Atendiendo a esta descripción de Estrabón y observando el comportamiento de los actuales cazadores, uno empieza a comprender y explicar porque estos hombres necesitan cazar aunque no tengan necesidad de hacerlo para subsistir. Este poder tan grande que las mujeres tenían sobre nuestros antepasados, según Estrabón, desembocó en que la única salida interesante que tenían los hombres para no estar controlados por sus mujeres, era guerrear y cazar; esto les permitía escaparse del castro donde vivían y gozar de relativa libertad sin estar sometidos al capricho y al poder de sus opresoras.

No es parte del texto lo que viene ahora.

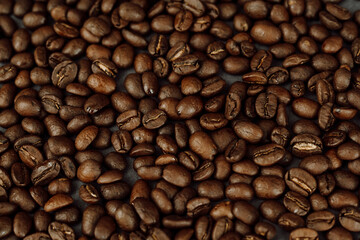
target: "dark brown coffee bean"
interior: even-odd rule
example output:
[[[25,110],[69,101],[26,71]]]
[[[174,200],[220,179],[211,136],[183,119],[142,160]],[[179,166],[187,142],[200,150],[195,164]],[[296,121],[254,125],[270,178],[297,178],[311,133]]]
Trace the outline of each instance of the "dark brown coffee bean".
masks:
[[[255,224],[259,218],[257,209],[246,201],[236,201],[232,212],[237,219],[249,225]]]
[[[52,239],[75,239],[75,232],[65,223],[52,222],[48,227],[49,235]]]
[[[256,196],[263,199],[276,199],[285,190],[285,182],[277,176],[259,176],[252,185]]]
[[[326,233],[326,237],[329,240],[338,239],[341,236],[342,239],[352,239],[351,233],[343,227],[333,227]]]
[[[188,75],[196,72],[200,68],[199,59],[195,55],[185,55],[173,61],[172,64],[175,73]]]
[[[295,239],[301,239],[301,238],[307,238],[309,240],[316,240],[319,239],[318,233],[311,229],[311,228],[297,228],[290,233],[289,239],[295,240]]]
[[[34,213],[34,226],[36,231],[45,232],[51,223],[51,215],[44,210],[38,210]]]
[[[91,74],[86,83],[90,89],[104,95],[110,95],[116,88],[115,80],[103,73]]]
[[[46,212],[53,212],[72,204],[73,201],[74,200],[71,198],[71,196],[59,193],[54,195],[45,203],[44,210]]]
[[[153,225],[159,222],[159,212],[150,200],[139,197],[132,204],[136,213],[145,224]]]
[[[35,166],[31,173],[34,185],[45,185],[53,180],[60,172],[60,165],[56,160],[47,160]]]
[[[356,232],[359,225],[359,210],[355,207],[343,208],[339,214],[339,222],[345,229]]]
[[[311,195],[316,190],[316,180],[307,171],[300,168],[292,168],[285,174],[285,182],[288,187],[303,196]]]
[[[124,199],[130,193],[130,186],[126,182],[102,184],[100,192],[106,200]]]
[[[120,130],[131,131],[138,127],[141,123],[140,112],[136,110],[128,110],[123,112],[116,119],[116,124]]]
[[[205,160],[213,160],[217,153],[217,147],[211,137],[202,131],[195,132],[190,136],[189,146],[192,151]]]
[[[287,192],[283,203],[288,211],[299,216],[305,216],[310,211],[309,201],[297,192]]]
[[[77,177],[82,182],[95,181],[101,174],[100,163],[94,160],[86,160],[77,169]]]
[[[273,143],[257,147],[253,152],[253,160],[260,166],[271,166],[281,161],[284,156],[284,148]]]
[[[6,179],[6,175],[4,174]],[[27,186],[30,183],[30,173],[26,168],[26,165],[23,163],[14,163],[11,166],[11,178],[13,183],[18,187]],[[6,183],[6,180],[2,180],[3,183]],[[6,184],[3,184],[3,188],[6,189]]]
[[[266,45],[278,43],[281,38],[279,28],[266,20],[255,22],[250,34],[256,42]]]
[[[270,119],[275,116],[277,109],[277,98],[273,94],[261,93],[255,102],[256,113],[265,119]]]
[[[321,139],[312,134],[297,135],[291,140],[290,145],[292,153],[299,157],[321,154],[323,149]]]
[[[247,72],[250,68],[249,64],[247,58],[230,56],[224,59],[223,68],[226,73],[238,75]]]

Cazadores posando con la pieza.

Si observamos el comportamiento de las cuadrillas de cazadores es fácil ver que aún se tiene un comportamiento muy similar a los antepasados pobladores norteños, desde luego este comportamiento ahora no está muy justificado ya que la mujer actual nada tiene que ver con aquella que describe el historiador Estrabón. Las cuadrillas organizan la caza de la siguiente forma: queda toda la cuadrilla en el bar Amador a horas bien tempranas, empieza la tertulia, se toma el café, se traslada toda la cuadrilla al monte, se reparten las esperas, se echan los perros y se procede a cazar. Cuando la cuadrilla se despide deja fecha para una cena de todos los guerreros que la componen, se escoge un bar donde se cocine bien la caza y esto permite volver a reunirse toda la cuadrilla una noche para comer, estar de tertulia, bromas, cafés, etc. Sinceramente a que suena esto, claramente una vez mas la historia se repite, la caza vuelve a unir a los hombres para tener unos momentos de libertad sin ningún tipo de opresión como ya hacían aquellos pobladores antiguos del norte.

Chuzo o lanza para cazar cuerpo a cuerpo.

También hay otra versión posible que explica el placer que experimenta el hombre al cazar. Esta versión seguro que es más noble y realista que la explicación anterior. El hombre siempre necesitó estar en contacto con la naturaleza, además siempre necesita mostrar su audacia y su valor; hay casos de cazadores excepcionales en la región que así lo demuestran enfrentándose a la bestia sin mas armamento que una arma blanca que podía ser un cuchillo o un chuzo. Posteriormente se empezó a cazar con escopetas de pistón de un solo tiro. Ésta debía dispararse muy cerca de la pieza para que el tiro fuera efectivo, esto era tan peligroso como cazar a cuchillo, pues al disponer de un solo tiro, el cazador tenía que ser muy certero, de lo contrario la situación se volvía muy comprometida con una pieza de caza muy cabreada enfrente.

El trofeo más preciado en esta época era el oso, su caza suponía una gran exposición y peligro para el cazador y esto hacía que fuese una pieza rodeada de leyendas e imágenes heroicas.

Caza del oso en el Partido de Sierra, Cangas del Narcea, año 1924.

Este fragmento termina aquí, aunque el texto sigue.